For branch prediction, the inner loop could be rewritten as a for(i=0;i<nbit;i++) with an additional tablenbit=numBitTable[mask] then unrolled with a switch (the compiler could do it?), but I let you measure how it performs first...
Has this been found to be too slow?
Small and crude, but it's all in the cache and CPU registers;
void mybits(uint64_t x, unsigned char *idx)
{
unsigned char n = 0;
do {
if (x & 1) *(idx++) = n;
n++;
} while (x >>= 1); // If x is signed this will never end
*idx = (unsigned char) 255; // List Terminator
}
It's still 3 times faster to unroll the loop and produce an array of 64 true/false values (which isn't quite what's wanted)
void mybits_3_2(uint64_t x, idx_type idx[])
{
#define SET(i) (idx[i] = (x & (1UL<<i)))
SET( 0);
SET( 1);
SET( 2);
SET( 3);
...
SET(63);
}
Here's some tight code, written for 1-byte (8-bits), but it should easily, obviously expand to 64-bits.
int main(void)
{
int x = 187;
int ans[8] = {-1,-1,-1,-1,-1,-1,-1,-1};
int idx = 0;
while (x)
{
switch (x & ~(x-1))
{
case 0x01: ans[idx++] = 0; break;
case 0x02: ans[idx++] = 1; break;
case 0x04: ans[idx++] = 2; break;
case 0x08: ans[idx++] = 3; break;
case 0x10: ans[idx++] = 4; break;
case 0x20: ans[idx++] = 5; break;
case 0x40: ans[idx++] = 6; break;
case 0x80: ans[idx++] = 7; break;
}
x &= x-1;
}
getchar();
return 0;
}
Output array should be:
ans = {0,1,3,4,5,7,-1,-1};
If I take "I need a fast way to get the position of all one bits in a 64-bit integer" literally...
I realise this is a few weeks old, however and out of curiosity, I remember way back in my assembly days with the CBM64 and Amiga using an arithmetic shift and then examining the carry flag - if it's set then the shifted bit was 1, if clear then it's zero
e.g. for an arithmetic shift left (examining from bit 64 to bit 0)....

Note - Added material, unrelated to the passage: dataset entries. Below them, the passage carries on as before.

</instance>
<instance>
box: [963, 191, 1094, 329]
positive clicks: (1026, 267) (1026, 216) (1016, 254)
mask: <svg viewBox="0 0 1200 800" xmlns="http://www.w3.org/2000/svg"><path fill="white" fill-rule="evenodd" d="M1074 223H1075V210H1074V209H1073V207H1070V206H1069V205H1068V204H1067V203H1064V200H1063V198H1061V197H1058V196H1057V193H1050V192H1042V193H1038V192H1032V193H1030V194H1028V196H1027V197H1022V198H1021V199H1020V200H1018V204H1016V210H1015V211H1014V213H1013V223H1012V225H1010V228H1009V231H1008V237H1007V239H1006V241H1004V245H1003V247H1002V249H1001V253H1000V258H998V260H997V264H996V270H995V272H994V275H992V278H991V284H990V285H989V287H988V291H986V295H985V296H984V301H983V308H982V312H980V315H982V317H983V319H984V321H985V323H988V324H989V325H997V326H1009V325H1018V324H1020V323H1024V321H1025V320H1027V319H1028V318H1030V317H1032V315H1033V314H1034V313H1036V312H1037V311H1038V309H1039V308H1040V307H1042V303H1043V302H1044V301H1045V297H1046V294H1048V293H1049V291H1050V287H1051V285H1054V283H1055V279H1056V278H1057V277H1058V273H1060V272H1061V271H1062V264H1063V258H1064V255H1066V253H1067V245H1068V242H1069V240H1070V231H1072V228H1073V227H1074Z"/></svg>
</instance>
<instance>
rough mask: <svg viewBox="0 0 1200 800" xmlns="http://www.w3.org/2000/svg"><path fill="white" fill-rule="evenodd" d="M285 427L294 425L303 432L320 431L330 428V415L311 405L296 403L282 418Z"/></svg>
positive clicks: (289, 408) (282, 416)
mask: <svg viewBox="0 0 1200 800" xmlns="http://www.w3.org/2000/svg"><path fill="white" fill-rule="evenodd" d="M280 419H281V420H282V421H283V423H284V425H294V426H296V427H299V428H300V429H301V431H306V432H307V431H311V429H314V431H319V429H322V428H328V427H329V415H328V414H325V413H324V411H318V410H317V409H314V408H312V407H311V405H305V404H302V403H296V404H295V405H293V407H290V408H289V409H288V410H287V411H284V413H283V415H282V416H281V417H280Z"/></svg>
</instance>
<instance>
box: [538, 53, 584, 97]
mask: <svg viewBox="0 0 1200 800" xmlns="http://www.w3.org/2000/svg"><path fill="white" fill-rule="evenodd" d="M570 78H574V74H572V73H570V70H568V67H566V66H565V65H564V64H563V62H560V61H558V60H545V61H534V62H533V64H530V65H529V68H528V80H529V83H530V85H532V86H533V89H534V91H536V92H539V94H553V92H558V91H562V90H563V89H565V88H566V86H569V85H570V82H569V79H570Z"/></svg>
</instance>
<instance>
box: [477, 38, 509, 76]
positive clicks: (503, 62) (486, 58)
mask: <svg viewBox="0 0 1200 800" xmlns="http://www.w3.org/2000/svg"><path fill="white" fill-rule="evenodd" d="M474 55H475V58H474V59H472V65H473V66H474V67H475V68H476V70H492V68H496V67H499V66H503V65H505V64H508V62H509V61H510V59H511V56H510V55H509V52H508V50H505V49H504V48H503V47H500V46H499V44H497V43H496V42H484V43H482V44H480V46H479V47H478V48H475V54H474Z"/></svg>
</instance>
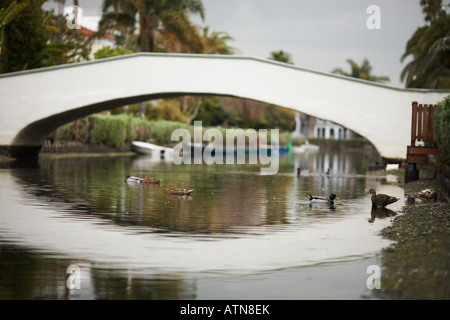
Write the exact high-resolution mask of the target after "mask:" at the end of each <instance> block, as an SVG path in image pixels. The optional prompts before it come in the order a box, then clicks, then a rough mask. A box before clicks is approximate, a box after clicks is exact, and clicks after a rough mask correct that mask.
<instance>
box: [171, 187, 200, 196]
mask: <svg viewBox="0 0 450 320" xmlns="http://www.w3.org/2000/svg"><path fill="white" fill-rule="evenodd" d="M167 190H169V193H170V194H172V195H177V196H190V195H191V193H192V191H194V189H176V188H174V187H172V186H170V187H168V188H167Z"/></svg>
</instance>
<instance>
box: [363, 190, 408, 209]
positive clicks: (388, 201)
mask: <svg viewBox="0 0 450 320" xmlns="http://www.w3.org/2000/svg"><path fill="white" fill-rule="evenodd" d="M367 193H370V194H371V195H372V196H371V198H370V199H371V200H372V207H382V208H385V207H386V206H387V205H388V204H391V203H394V202H397V201H398V200H400V198H396V197H392V196H389V195H387V194H382V193H380V194H377V193H376V192H375V190H374V189H370V190H369V192H367Z"/></svg>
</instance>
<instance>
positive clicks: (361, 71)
mask: <svg viewBox="0 0 450 320" xmlns="http://www.w3.org/2000/svg"><path fill="white" fill-rule="evenodd" d="M346 61H347V63H348V64H349V65H350V68H351V71H350V73H347V72H345V71H344V70H342V69H341V68H336V69H334V70H333V71H332V73H336V74H341V75H344V76H347V77H352V78H358V79H364V80H369V81H375V82H380V83H386V82H389V81H390V79H389V77H387V76H375V75H372V66H371V65H370V62H369V60H367V59H364V60H363V62H362V64H361V66H360V65H358V64H357V63H356V62H355V61H353V60H352V59H347V60H346Z"/></svg>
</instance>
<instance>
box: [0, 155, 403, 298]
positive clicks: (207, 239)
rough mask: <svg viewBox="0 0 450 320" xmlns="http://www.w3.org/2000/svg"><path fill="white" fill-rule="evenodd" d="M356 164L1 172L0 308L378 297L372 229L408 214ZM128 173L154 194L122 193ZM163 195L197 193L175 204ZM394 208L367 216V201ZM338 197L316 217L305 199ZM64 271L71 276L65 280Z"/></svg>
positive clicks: (22, 168) (361, 160) (303, 162)
mask: <svg viewBox="0 0 450 320" xmlns="http://www.w3.org/2000/svg"><path fill="white" fill-rule="evenodd" d="M375 161H376V160H375V158H371V156H369V155H366V154H364V153H362V152H353V153H352V152H345V153H344V152H334V153H333V152H319V153H302V154H283V155H282V156H281V157H280V164H279V171H278V174H276V175H261V174H260V167H259V165H235V164H228V165H206V164H197V165H194V164H192V165H188V164H185V165H183V164H182V165H174V164H173V163H172V162H171V161H165V160H161V159H159V158H156V159H155V158H154V157H145V156H139V157H136V156H116V157H92V156H91V157H86V156H85V157H81V156H80V157H62V156H59V157H55V156H45V155H42V156H41V158H40V160H39V164H38V165H37V166H29V167H20V168H4V169H0V203H1V204H2V206H1V209H0V299H171V300H177V299H199V300H200V299H202V300H203V299H207V300H209V299H283V300H291V299H376V297H377V295H376V294H375V293H374V290H377V289H370V288H369V286H368V285H367V281H368V278H369V277H370V276H371V274H372V273H371V271H369V270H372V269H370V266H374V265H375V266H377V267H380V268H382V266H381V264H380V261H379V253H380V250H381V249H382V248H383V247H386V246H388V245H389V244H390V243H389V242H388V241H387V240H385V239H383V238H382V237H381V236H380V235H379V231H380V230H381V229H383V228H384V227H385V226H387V225H390V224H391V223H392V217H393V216H395V215H396V214H397V213H398V211H399V210H400V208H401V207H402V205H403V204H404V201H405V199H404V193H403V189H401V188H400V187H399V186H398V183H397V182H396V181H397V178H396V176H395V175H394V176H393V175H386V172H384V173H374V172H372V171H369V170H368V169H369V166H371V165H373V164H374V163H375ZM127 175H134V176H140V177H143V176H145V175H147V176H149V177H157V178H160V179H162V180H161V183H160V185H138V186H130V185H127V184H126V183H125V181H124V180H125V177H126V176H127ZM169 186H174V187H188V188H192V189H194V191H193V193H192V195H191V196H190V197H183V196H171V195H170V194H169V192H168V190H167V188H168V187H169ZM370 188H375V189H376V190H377V192H379V193H387V194H390V195H393V196H397V197H400V198H401V200H400V201H398V202H397V203H395V204H393V205H391V206H390V209H388V210H378V211H374V210H372V208H371V203H370V197H369V195H367V194H366V192H367V191H368V189H370ZM330 193H335V194H337V195H338V197H339V200H337V201H336V203H335V205H334V206H332V207H329V206H328V205H322V206H320V205H319V206H310V203H309V200H308V194H313V195H323V196H328V195H329V194H330ZM68 271H69V272H68Z"/></svg>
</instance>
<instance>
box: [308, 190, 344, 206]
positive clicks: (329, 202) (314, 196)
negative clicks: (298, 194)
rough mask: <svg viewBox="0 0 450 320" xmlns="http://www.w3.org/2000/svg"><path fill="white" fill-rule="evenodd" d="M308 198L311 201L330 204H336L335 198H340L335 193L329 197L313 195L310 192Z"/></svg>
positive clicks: (318, 202)
mask: <svg viewBox="0 0 450 320" xmlns="http://www.w3.org/2000/svg"><path fill="white" fill-rule="evenodd" d="M308 198H309V201H310V203H327V204H328V205H330V206H332V205H334V200H339V198H338V197H337V196H336V195H335V194H334V193H332V194H330V196H329V197H328V198H326V197H321V196H312V195H310V194H308Z"/></svg>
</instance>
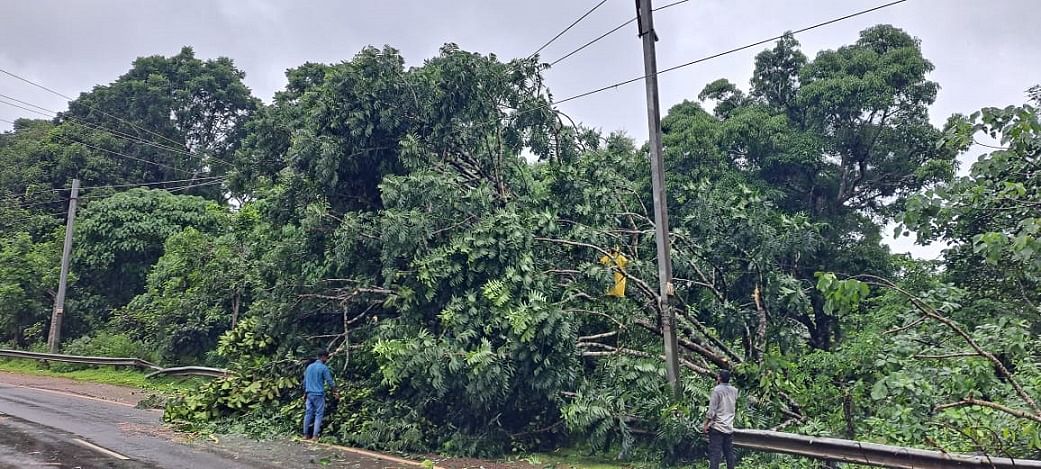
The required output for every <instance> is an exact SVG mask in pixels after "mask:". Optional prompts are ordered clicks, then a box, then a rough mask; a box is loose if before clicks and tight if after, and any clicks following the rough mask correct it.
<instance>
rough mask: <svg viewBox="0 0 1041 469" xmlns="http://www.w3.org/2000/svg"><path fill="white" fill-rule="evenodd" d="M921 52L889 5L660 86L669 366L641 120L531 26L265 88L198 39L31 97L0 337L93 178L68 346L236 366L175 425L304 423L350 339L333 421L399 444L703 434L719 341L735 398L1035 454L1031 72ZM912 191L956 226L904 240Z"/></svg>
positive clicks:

pseudo code (ignore instruction mix etc errors and oversimplification...been a while):
move #64+1, counter
loop. ASL 64bitinteger
BCS carryset
decctr. dec counter
bne loop
exit
carryset.
//store #counter-1 (i.e. bit position) in datastruct indexed by counter
jmp decctr
...I hope you get the idea.
I've not used assembly since then but I'm wondering if we could use some C++ in-line assembly similar to the above to do something similar here. We could do the whole conversion in assembly (very few lines of code), building up an appropriate data structure. C++ could simply examine the answer.
If this is possible then I'd imagine it to be pretty fast.
A simple solution, but perhaps not the fastest, depending on the times of the log and pow functions:
#include<math.h>
void getSetBits(unsigned long num){
int bit;
while(num){
bit = log2(num);
num -= pow(2, bit);
printf("%i\n", bit); // use bit number
}
}
Complexity O(D) | D is the number of set bits.